OpenAI Shifts o3 and o4-mini to Hybrid Reasoning, Cutting Inference Costs by 40%

What Changed and Why It Matters
OpenAI updated the inference architecture of its o3 and o4-mini models in late May 2026, introducing what the company calls adaptive chain-of-thought scaling. Instead of running full extended thinking on every query, the models now assess task complexity at the prompt-routing layer and allocate proportional compute. Simple factual lookups get a short reasoning pass; multi-step math proofs and code generation still get the full budget.
The practical result: API costs for o3 drop from $15 per million output tokens to $9, and o4-mini goes from $1.10 to $0.66. For developers running high-volume workloads — customer support classification, document summarization, structured data extraction — this is a meaningful change to unit economics, not just a pricing footnote.
How Hybrid Reasoning Actually Works
Traditional chain-of-thought models spend the same compute regardless of whether the user asked a simple question or wanted a proof of a complex theorem. Adaptive scaling solves this by running a lightweight classifier at inference time that scores query complexity across four dimensions: logical depth required, domain specificity, ambiguity level, and whether multiple solution paths need to be explored.
Queries scoring below a threshold get routed to a fast path — still a reasoning model, but with a compressed token budget for internal deliberation. Queries above the threshold get full extended thinking. OpenAI reports the classifier itself costs under 50 tokens per call, making the overhead negligible.
On the MMLU benchmark, o3 hybrid scores within 0.3 percentage points of full-compute o3. On MATH-500, the gap is 1.1 points. On LiveCodeBench, which tests real-world coding tasks, the hybrid mode scores 2.4 points lower — still the best available model on that benchmark, but a meaningful regression for the hardest coding challenges.
What Developers Need to Change
The hybrid mode is opt-in via a new API parameter: reasoning_effort set to "adaptive". The existing "low", "medium", and "high" settings remain unchanged and will not be affected. Developers who want maximum performance on every call should stick with "high". Those who want cost savings on mixed workloads should test "adaptive" against their specific query distribution.
OpenAI also changed how streaming works in adaptive mode. Previously, thinking tokens were always streamed as a separate delta. In adaptive mode, short-reasoning calls suppress the thinking stream by default to reduce latency — the response arrives faster with no visible deliberation. This can be re-enabled via stream_thinking if your application surfaces the reasoning trace to end users.
Competitive Context
The timing of this change is not coincidental. Google's Gemini 2.5 Pro already uses adaptive compute under its "thinking budget" system, and Anthropic's Claude 3.7 Sonnet introduced extended thinking as an optional feature in early 2025. OpenAI is closing a gap, not creating one.
What differentiates OpenAI's implementation is the automatic classification layer. With Gemini and Claude, developers manually set the thinking budget or toggle extended thinking on/off. With o3 and o4-mini in adaptive mode, the model makes that decision at runtime. This reduces the engineering burden on developers who don't want to tune prompts for different query types — the system self-calibrates.
Anthropic has not commented publicly on whether Claude 4 will incorporate similar automatic scaling. Based on published research, Anthropic's preference has been toward giving users explicit control rather than automatic inference-time optimization.
Enterprise Implications
For large enterprise customers who process millions of API calls daily, the cost reduction is substantial. A company running 10 million o3 calls per day at current output rates would save roughly $60,000 per day at the new pricing — assuming a 40% reduction across the board. In practice, the savings will vary based on query complexity distribution, but even a 20% effective reduction has a material impact on AI infrastructure budgets.

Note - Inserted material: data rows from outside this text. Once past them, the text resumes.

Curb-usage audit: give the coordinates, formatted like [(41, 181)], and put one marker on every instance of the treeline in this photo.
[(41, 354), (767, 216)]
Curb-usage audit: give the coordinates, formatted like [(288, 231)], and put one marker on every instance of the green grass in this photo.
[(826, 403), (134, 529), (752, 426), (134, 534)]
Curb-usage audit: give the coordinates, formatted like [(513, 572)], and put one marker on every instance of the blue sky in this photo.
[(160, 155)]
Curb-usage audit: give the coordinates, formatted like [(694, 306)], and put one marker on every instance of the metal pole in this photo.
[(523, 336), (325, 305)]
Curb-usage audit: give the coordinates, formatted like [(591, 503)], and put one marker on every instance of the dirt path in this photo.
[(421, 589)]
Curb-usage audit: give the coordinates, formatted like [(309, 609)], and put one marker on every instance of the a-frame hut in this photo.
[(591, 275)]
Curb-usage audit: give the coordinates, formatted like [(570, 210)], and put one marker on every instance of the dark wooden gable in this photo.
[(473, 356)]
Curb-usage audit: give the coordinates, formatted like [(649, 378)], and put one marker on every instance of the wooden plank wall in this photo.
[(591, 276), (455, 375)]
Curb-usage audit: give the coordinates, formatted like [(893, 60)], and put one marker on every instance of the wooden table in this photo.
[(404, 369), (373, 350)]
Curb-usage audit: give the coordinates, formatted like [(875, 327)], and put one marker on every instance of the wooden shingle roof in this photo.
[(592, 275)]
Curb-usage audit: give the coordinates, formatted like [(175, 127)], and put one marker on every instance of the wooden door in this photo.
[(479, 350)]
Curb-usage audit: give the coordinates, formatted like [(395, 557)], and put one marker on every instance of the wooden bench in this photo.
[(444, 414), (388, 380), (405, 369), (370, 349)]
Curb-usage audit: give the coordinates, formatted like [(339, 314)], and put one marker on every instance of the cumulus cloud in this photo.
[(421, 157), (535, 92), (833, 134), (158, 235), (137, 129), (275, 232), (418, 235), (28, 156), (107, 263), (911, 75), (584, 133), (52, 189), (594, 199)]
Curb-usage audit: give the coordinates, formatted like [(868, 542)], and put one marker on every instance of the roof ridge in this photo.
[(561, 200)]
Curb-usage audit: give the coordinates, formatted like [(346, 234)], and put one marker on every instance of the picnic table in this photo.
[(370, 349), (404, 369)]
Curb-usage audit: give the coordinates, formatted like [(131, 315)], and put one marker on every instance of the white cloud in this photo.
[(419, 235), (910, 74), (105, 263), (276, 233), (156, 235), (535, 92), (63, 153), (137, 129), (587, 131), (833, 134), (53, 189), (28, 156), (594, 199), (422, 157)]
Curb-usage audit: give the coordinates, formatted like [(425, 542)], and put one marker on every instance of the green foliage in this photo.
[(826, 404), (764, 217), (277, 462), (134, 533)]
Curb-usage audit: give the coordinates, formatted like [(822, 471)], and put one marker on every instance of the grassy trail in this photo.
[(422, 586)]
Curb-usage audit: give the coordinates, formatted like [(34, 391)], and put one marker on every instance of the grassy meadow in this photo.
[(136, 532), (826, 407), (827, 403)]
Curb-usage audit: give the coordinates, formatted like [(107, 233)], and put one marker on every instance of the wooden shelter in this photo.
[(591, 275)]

OpenAI's enterprise tier customers on annual contracts will have their pricing adjusted at renewal. Month-to-month API customers see the new rates immediately starting June 1, 2026.
Actionable Takeaways
- Test the "adaptive" reasoning_effort parameter in a staging environment before enabling in production — benchmark it against your specific query mix, not just published benchmarks.

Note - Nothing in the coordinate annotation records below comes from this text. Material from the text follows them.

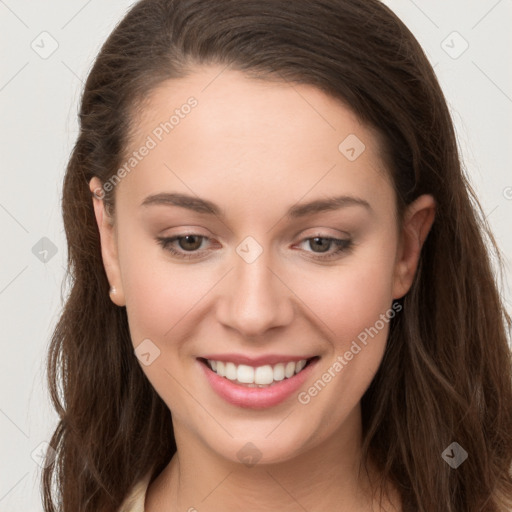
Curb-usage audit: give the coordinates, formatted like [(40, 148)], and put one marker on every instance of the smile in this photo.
[(260, 376), (256, 387)]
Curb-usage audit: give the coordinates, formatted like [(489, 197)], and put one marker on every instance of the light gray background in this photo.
[(39, 100)]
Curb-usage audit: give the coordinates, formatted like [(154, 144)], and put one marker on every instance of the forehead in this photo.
[(218, 130)]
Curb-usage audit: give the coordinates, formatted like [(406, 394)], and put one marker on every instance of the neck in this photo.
[(326, 477)]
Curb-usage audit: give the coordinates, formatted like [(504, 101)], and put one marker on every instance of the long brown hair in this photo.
[(446, 373)]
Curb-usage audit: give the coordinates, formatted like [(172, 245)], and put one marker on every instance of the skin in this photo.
[(256, 148)]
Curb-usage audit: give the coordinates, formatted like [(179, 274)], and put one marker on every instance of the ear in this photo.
[(417, 221), (108, 241)]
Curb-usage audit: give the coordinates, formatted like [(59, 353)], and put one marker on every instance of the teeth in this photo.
[(261, 376)]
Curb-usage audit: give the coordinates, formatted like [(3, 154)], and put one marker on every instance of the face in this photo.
[(258, 230)]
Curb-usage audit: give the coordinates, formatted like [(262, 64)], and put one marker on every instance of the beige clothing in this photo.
[(134, 502)]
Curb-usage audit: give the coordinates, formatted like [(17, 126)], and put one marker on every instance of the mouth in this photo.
[(264, 376)]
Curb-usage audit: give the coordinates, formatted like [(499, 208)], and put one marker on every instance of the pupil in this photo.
[(323, 246), (187, 242)]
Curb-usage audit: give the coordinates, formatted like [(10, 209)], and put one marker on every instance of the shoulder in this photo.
[(134, 502)]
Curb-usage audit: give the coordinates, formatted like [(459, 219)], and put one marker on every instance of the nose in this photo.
[(255, 298)]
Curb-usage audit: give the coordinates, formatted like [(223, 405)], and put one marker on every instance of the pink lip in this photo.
[(256, 398), (256, 361)]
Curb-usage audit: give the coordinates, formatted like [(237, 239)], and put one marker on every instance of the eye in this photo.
[(321, 246), (188, 243)]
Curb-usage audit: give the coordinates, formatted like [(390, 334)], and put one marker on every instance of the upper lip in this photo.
[(256, 361)]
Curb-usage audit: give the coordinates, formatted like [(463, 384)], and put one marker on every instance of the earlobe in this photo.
[(108, 243), (417, 222)]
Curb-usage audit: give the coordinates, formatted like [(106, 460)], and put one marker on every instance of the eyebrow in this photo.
[(296, 211)]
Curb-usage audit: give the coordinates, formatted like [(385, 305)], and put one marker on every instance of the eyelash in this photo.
[(343, 246)]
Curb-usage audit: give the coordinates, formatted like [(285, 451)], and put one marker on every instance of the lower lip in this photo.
[(256, 398)]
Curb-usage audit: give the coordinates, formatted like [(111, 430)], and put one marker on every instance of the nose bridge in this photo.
[(254, 298)]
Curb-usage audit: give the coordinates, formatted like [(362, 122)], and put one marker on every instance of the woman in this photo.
[(281, 293)]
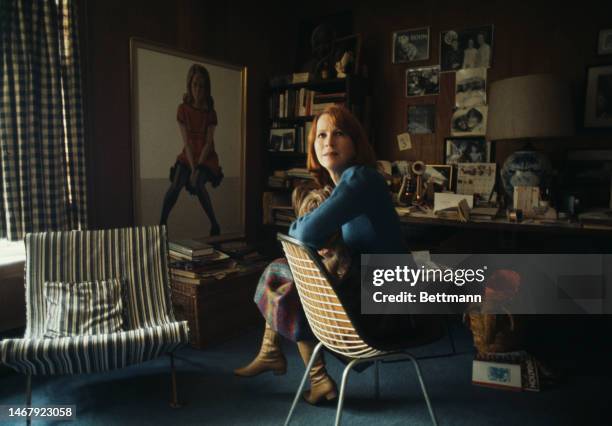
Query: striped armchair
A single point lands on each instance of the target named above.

- If your application serves mixed workloads (some trivial, some complex), adaptive mode will likely deliver 25-40% cost savings with minimal quality impact.
- For high-stakes coding or math workloads, keep reasoning_effort at "high" — the 2.4-point LiveCodeBench regression is real and matters for production code generation.
- Update your token accounting: adaptive mode changes the distribution of input vs. thinking tokens, which affects how you budget context windows for long conversations.
- Review streaming logic: if you surface thinking traces to end users, explicitly enable stream_thinking or those traces will be suppressed by default in adaptive mode.